321478 – Huge titles are assigned for PDF files without title

Bug 321478 - Huge titles are assigned for PDF files without title

Summary: Huge titles are assigned for PDF files without title

Status:	RESOLVED FIXED

Alias:	None

Product:	nepomuk
Classification:	Unmaintained
Component:	fileindexer (show other bugs)
Version:	4.10.80
Platform:	Other Linux

Importance:	NOR normal
Target Milestone:	---
Assignee:	Nepomuk Bugs Coordination

URL:
Keywords:

Depends on:
Blocks:

Reported:	2013-06-21 21:24 UTC by Antonio Rojas
Modified:	2013-07-03 23:41 UTC (History)
CC List:	2 users (show)

See Also:
Latest Commit:	http://commits.kde.org/nepomuk-core/894661480595e90627bb6a10b2e073648b150758
Version Fixed In:
Sentry Crash Report:

Attachments
Add an attachment

Note You need to log in before you can comment on or make changes to this bug.

Description Antonio Rojas 2013-06-21 21:24:17 UTC

If a PDF file doesn't have a title, the indexer seems to assign some text from the first page as the title. Sometimes all the content from the first page is included in the title, making the "title" field huge, which looks bad in Dolphin

Reproducible: Always

Steps to Reproduce:
Index a PDF with no title
Actual Results:  
The title field is filled with text from the first page

Expected Results:  
No title is set

Comment 1 Vishesh Handa 2013-06-21 21:43:40 UTC

Confirmed.

Do you really think no title should be set? I was thinking of maybe trimming the title to the first 50 or 100 characters.

Comment 2 Antonio Rojas 2013-06-21 21:55:12 UTC

If a PDF file does not have a title set, why should nepomuk try to guess it? Even if it is trimmed, it would probably include some text besides the actual title. It could be confusing when displayed in Dolphin.

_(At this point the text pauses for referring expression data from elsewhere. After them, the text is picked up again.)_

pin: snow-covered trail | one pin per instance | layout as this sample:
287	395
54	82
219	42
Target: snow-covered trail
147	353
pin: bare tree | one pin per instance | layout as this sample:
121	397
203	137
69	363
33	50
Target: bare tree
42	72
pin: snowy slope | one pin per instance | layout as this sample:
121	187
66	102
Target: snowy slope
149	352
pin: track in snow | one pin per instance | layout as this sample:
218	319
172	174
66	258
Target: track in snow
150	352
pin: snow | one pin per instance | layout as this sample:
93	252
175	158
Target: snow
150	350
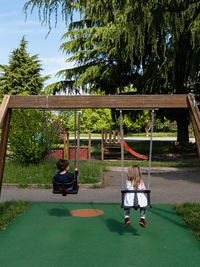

I think the expected behavior is that the "Title" nepomuk field corresponds to the "Title" field in the PDF file.

Comment 3 Vishesh Handa 2013-06-21 22:05:00 UTC

Well, the reason it was added was that a large number of pdf files do not have titles, and we would still like a title, so we try to infer it from the first page. It works remarkably well for research papers. I'm not too keen on removing this feature.

I can either try to guess the title better, or trim it.

Comment 4 Vishesh Handa 2013-06-25 17:17:31 UTC

Git commit 894661480595e90627bb6a10b2e073648b150758 by Vishesh Handa.
Committed on 25/06/2013 at 11:10.
Pushed by vhanda into branch 'master'.

PopplerExtractor: Trim the guessed title to the first 50 characters

Sometimes the guessed title is just too long, in those cases we try to
trim it to the first 50 characters.

M  +3    -0    services/fileindexer/indexer/popplerextractor.cpp

http://commits.kde.org/nepomuk-core/894661480595e90627bb6a10b2e073648b150758

Comment 5 Antonio Rojas 2013-06-28 21:10:08 UTC

In beta 2, the "guessed" titles are shorter, but they contain many chinese and other UTF8 characters which seem unrelated to the contents of the PDF

Comment 6 Christoph Feck 2013-07-03 23:41:58 UTC

Antonio, could you report it as a separate bug, ideally attaching a small PDF file that shows the issue?